Ah yes, Warwick. The psudo-scientist. His
'research' is ridiculed by everyone in the
field, and many outside. This is the person
who put a small transmitter in his arm and
called himself a cyborg. Got him some
attention in the media, but no scientific or
technological progress was made. Weve put
more advanced hardware in pets.
Now, the phone-home chip I remember reading
about. Any tech experts here will realise
the problem with the implanted mobile idea.
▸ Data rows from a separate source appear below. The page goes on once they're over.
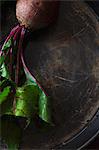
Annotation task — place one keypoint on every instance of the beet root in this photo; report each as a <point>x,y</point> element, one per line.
<point>34,14</point>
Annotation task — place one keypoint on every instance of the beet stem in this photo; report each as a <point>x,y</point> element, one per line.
<point>11,50</point>
<point>18,55</point>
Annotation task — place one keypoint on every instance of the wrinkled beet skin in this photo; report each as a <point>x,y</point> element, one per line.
<point>36,13</point>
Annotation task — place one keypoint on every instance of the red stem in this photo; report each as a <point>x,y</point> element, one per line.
<point>18,55</point>
<point>27,70</point>
<point>14,39</point>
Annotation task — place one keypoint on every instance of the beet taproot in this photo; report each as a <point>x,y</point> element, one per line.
<point>34,14</point>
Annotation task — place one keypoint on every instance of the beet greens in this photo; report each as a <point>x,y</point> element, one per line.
<point>18,87</point>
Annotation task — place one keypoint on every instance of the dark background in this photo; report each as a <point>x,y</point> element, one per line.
<point>95,6</point>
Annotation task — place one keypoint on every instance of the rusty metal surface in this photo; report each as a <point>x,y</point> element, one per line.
<point>65,60</point>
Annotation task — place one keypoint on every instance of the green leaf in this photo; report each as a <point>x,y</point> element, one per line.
<point>26,101</point>
<point>4,94</point>
<point>7,45</point>
<point>1,60</point>
<point>44,108</point>
<point>11,133</point>
<point>4,71</point>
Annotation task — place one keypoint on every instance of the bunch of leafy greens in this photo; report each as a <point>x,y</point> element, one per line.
<point>20,94</point>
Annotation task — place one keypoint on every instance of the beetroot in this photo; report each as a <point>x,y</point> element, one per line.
<point>36,13</point>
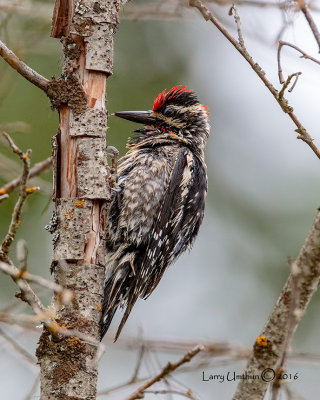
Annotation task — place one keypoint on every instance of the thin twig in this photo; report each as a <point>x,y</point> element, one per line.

Battery life. Thats a GPS reciever to keep
running, and enough power to keep a mobile
phone running available on demand. That
would take a battery. Not a large one, but
implant batteries are larger than
conventionals because of the various layers
of protective cover needed. Warwick was
unable to solve that, or the problems of
fitting the GPS equipment in. At one stage
he thought he had it solved with an external
unit which only required the passive
presence of a chip to operate, but even the
tabloids didn't buy that one. The only use
for a chip would be identifying the bodies.
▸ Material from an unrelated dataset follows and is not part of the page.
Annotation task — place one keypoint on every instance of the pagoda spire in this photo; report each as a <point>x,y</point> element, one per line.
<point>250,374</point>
I suppose if you made it really powerful you
could use it to build a five-meter range
body finder to speed up the search, but
thats the limit.
Last I heard warwick was working on a
nuromotor interface (read 'probes stuck in
muscles') chip which has an estimated 0%
chance of achieveing the results he claims
to expect (ie dexterity and strength that
makes the Six Million Dollar Man look like a
toddler), and a chip which would, by some
unexplained means, give him constant
telepathic contact with his wife (who is
apparently increasingly reluctant).
NiceGuy2003: Well spotted, through your not
the first. Robert Rankin fan?
Nothing wrong with chip implants. Could make
great security. A 128-bit GUID
challenge-response chip would make an
unbeatable security system. Just gave your
hand over the scanner and if your public key
is on its list the door opens. Its what the
chips used for that raises issues.
There was something on TV once, a sci-fi
program. Cant remember the details, I only
saw the end. Hacker needed the manager for a
corporation to authorise the computers
self-destruct system with his chip, so he
put together a graphic of the "cancel"
screen on one computer, loaded the
self-destruct program on the one behind it,
turned off that monitor and swaped the
scanners over

Computers are deterministic,
its always the human factor that messes up.